EF: What part can each stakeholder play in resolving education and accessibility, and in what order should these be handled?
BP: There was a remarkable collaboration between the pharmaceutical sector and other stakeholders in Western Europe, namely in the field of oncology, including the medical community, funders, hospitals, healthcare workers, and governments. These parties concurred that the public and private sectors must work together for government efforts to be successful. That's what we as Pharma in South Africa are attempting to accomplish; we collaborate extensively with patient groups, but we have realized that we may not have reached enough of them and that further mobilization is likely required.
The fact that we have met with important Department of Health units in the past year who are eager to collaborate with us is positive. The National Institute of Communicable Diseases is one such example. Even though they specialize in communicable diseases, they also have a section dedicated to treating non-communicable diseases. They have stated that we should focus our assistance on these units as they lack the resources needed to conduct scans across the country for cancer. There is still a great deal to learn from different countries and places throughout the world.
EF: What advice would you offer to other companies that recognize the need to cultivate public-private partnerships?
BP: Excellent instances of public-private cooperation have been observed in countries like Ghana and Rwanda. Despite its small size, Rwanda has succeeded in achieving some of the goals set forth for universal health coverage. What matters is that the government cannot accomplish this on its own. You cannot ignore the private sector in nations with both a public and private sector. The majority of skills and expertise are found in South Africa's private sector.

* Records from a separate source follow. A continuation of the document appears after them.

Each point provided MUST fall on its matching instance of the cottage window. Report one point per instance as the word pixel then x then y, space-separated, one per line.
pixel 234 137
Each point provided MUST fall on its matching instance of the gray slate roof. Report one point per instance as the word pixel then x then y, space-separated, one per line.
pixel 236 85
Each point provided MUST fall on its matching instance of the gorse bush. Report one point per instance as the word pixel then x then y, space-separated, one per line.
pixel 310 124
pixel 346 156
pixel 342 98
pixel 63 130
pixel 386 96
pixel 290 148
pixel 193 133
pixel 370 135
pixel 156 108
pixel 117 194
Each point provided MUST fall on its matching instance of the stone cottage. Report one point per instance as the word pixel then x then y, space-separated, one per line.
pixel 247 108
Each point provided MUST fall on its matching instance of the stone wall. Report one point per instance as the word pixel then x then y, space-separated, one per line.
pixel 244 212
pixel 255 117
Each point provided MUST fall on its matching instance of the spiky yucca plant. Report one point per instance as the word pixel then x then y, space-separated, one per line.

If the NHI bill is implemented as currently drafted, medical schemes will only provide supplementary funding to patients. Considering that over 80% of the products of the innovative pharmaceutical industry are sold in the private sector and funded by medical schemes, this could lead to the demise of the innovative pharma industry. It is crucial that nations come to understand the necessity of innovation and that, in order for innovation to keep going, the pharmaceutical industry—which is responsible for creating the pipeline of novel medications—must continue to produce innovative medicines. In a few years, this will result in the availability of less expensive generic drugs.